Durante a solenidade, que também empossou os conselheiros do Consea e a presidenta da entidade, a nutricionista Elisabetta Recine, o presidente Luiz Inácio Lula da Silva disse que nunca imaginou que o Brasil voltasse a falar sobre a fome.

“Quando eu desci a rampa do Palácio do Planalto no dia 1º de janeiro de 2011, achei que nunca mais iria falar de fome no Brasil, nem que a massa salarial do povo brasileiro estaria caindo e que o salário mínimo não aumentaria. Sonhei isso e ainda acredito que é possível. Para minha surpresa, 13 anos depois, o país está pior. Eu acredito piamente que podemos voltar a fazer esse país a sorrir, de barriga cheia. O Brasil pode voltar a ser o país que nós sonhamos”.

Lula elogiou o ministro chefe da Secretaria-Geral da Presidência da República, Márcio Macêdo, por possuir um dos mais significativos instrumentos de participação popular e pessoas determinadas no Consea para ajudar a reconstruir o país.

Macêdo lamentou: “De todos os problemas enfrentados no Brasil, que não são poucos, sem dúvida o mais revoltante, vergonhoso e criminoso é o da fome”.

“Revoltante porque somos um dos maiores produtores mundiais de alimentos, com terras e clima que parecem ter sido desenhados para a agropecuária sustentável. Porque temos recursos mais do que suficientes para garantir a segurança alimentar e nutricional de nosso povo, e ainda assim temos milhões de pessoas passando fome, nesse momento, no Brasil.”

O ministro disse que ainda ser vergonhoso o Brasil ter retornado ao Mapa da Fome, após Lula tê-lo tirado dessa situação e estruturado o maior programa de segurança alimentar e nutricional do mundo, com a ajuda do talento e dedicação de tantos que, no governo ou na sociedade civil, levaram a cabo essa tarefa monumental, muitos dos quais estão aqui hoje nesta solenidade.

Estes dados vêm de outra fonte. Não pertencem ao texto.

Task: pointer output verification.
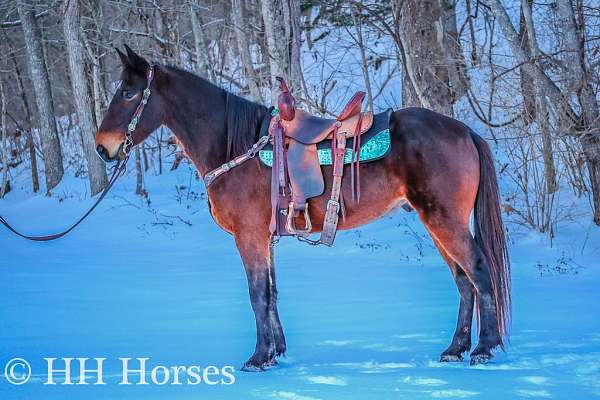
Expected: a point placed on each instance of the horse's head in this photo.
(112, 133)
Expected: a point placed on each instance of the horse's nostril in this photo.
(103, 153)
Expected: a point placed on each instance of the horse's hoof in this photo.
(482, 358)
(451, 358)
(254, 365)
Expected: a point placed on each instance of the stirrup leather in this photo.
(290, 225)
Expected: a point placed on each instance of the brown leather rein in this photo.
(117, 172)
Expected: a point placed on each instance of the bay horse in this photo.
(437, 164)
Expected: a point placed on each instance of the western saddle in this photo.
(296, 172)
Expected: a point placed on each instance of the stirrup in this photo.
(290, 225)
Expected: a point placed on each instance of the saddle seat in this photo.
(309, 129)
(298, 167)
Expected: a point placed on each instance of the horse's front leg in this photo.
(256, 256)
(280, 345)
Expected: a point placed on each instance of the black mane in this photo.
(243, 117)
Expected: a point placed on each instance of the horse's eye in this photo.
(128, 94)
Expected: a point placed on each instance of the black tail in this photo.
(490, 234)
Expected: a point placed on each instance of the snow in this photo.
(366, 319)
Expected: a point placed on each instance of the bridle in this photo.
(137, 114)
(119, 169)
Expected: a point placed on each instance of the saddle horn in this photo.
(285, 101)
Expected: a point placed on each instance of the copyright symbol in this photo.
(17, 371)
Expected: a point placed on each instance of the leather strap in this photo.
(119, 170)
(210, 177)
(333, 205)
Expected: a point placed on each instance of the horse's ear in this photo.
(124, 59)
(137, 62)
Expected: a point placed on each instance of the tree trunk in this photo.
(363, 57)
(277, 60)
(541, 102)
(579, 84)
(3, 128)
(50, 143)
(526, 80)
(35, 180)
(295, 44)
(449, 44)
(71, 24)
(139, 173)
(200, 48)
(425, 79)
(237, 17)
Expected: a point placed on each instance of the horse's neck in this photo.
(199, 126)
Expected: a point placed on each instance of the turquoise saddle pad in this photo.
(375, 148)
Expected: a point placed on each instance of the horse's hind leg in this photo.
(458, 243)
(461, 342)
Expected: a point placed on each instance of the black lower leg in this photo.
(279, 337)
(461, 342)
(264, 353)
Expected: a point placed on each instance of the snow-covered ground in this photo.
(366, 319)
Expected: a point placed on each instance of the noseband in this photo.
(135, 119)
(118, 170)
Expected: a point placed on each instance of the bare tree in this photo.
(71, 27)
(425, 79)
(51, 151)
(3, 129)
(243, 44)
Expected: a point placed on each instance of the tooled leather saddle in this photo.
(296, 172)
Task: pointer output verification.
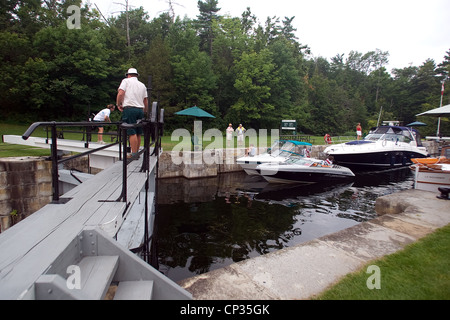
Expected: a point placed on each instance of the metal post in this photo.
(55, 175)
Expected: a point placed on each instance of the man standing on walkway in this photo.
(240, 135)
(132, 100)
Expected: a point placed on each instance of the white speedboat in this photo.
(432, 173)
(303, 170)
(279, 152)
(385, 147)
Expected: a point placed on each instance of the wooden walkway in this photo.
(33, 246)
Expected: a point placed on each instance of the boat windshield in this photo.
(300, 161)
(390, 134)
(284, 148)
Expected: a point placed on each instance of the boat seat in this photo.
(444, 193)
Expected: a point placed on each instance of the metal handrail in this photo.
(151, 131)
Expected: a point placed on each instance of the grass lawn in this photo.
(419, 272)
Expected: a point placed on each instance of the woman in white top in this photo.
(103, 116)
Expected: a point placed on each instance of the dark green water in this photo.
(205, 224)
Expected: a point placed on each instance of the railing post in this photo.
(55, 175)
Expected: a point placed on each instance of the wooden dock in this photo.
(89, 231)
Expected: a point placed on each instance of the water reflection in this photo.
(206, 224)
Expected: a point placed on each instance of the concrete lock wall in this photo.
(25, 187)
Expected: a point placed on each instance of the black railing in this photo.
(152, 131)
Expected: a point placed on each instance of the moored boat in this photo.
(303, 170)
(279, 152)
(385, 147)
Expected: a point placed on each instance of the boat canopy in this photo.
(394, 133)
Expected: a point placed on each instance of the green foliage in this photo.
(236, 68)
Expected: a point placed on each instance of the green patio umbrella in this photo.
(196, 112)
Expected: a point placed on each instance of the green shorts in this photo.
(132, 115)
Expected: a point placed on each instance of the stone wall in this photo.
(25, 187)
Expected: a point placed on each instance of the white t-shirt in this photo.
(101, 116)
(135, 92)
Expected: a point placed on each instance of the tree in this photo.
(208, 13)
(255, 77)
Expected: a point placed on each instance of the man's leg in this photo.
(134, 143)
(100, 134)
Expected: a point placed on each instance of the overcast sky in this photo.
(412, 31)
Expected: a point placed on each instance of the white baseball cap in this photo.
(131, 71)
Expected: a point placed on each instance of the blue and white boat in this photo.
(279, 152)
(385, 147)
(303, 171)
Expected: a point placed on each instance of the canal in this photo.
(206, 224)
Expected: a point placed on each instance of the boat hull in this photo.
(376, 160)
(304, 175)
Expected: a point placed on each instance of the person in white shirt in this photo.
(240, 135)
(103, 116)
(230, 132)
(132, 100)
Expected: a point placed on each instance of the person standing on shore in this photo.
(230, 132)
(132, 100)
(358, 131)
(240, 135)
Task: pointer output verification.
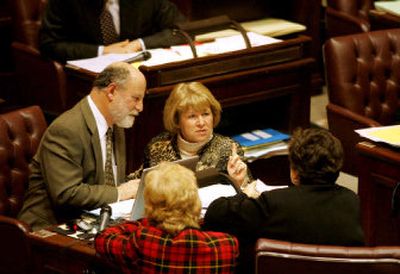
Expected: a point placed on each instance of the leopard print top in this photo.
(164, 147)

Ministro Wellington Dias ao lado
do presidente Lula • Foto Ricardo Stuckert
O ministro do Desenvolvimento e Assistência Social, Família e Combate à Fome (MDS), Wellington Dias, também participou da solenidade e lembrou o desmonte das políticas públicas dos últimos quatro anos e como isso se refletiu na volta do Brasil à fome e à insegurança alimentar.

“O primeiro ato do governo anterior foi a extinção de vários instrumentos da democracia. O Consea foi um deles e, com isso, se quebrou o pacto federativo, a relação integrada que havia com os estados, municípios e com a sociedade. Com o ato de hoje, temos o Consea de volta e essa reintegração para tirar, de novo, o Brasil do mapa da fome”.

Elisabetta Recine, presidenta do Consea, falou sobre o direito humano à alimentação e os desafios enfrentados durante a pandemia da Coovid-19. Ela também destacou a diversidade da sociedade civil que participa do Consea e a importância de defender a biodiversidade e o patrimônio alimentar no país.

“Está na ordem do dia o debate sobre os sistemas alimentares, do âmbito internacional ao local. A devastação ambiental, a geração de desequilíbrios, de desigualdades, os danos à saúde humana. Vamos precisar, urgentemente, articular combate à fome, à pobreza, à obesidade, com a crise climática. Transferir renda, gerar emprego, valorizar salário mínimo, garantir terra e território. O Brasil inspirou inúmeros países, não apenas com seus programas, mas com sua proposta de governança participativa e intersetorial. Temos certeza que a volta do país ao cenário de negociação e cooperação internacional é extremamente comemorada. Continuaremos a contribuir com a sociedade civil de diferentes países que se inspiraram e que vão se inspirar no Consea e no Sisan”.

Competências do Consea

Compete ao Consea assessorar o presidente da República na formulação de políticas e na definição de diretrizes para a garantia do direito humano à alimentação, e integrar as ações governamentais com vistas ao atendimento da parcela da população que não dispõe de meios para prover suas necessidades básicas, em especial, ao combate à fome.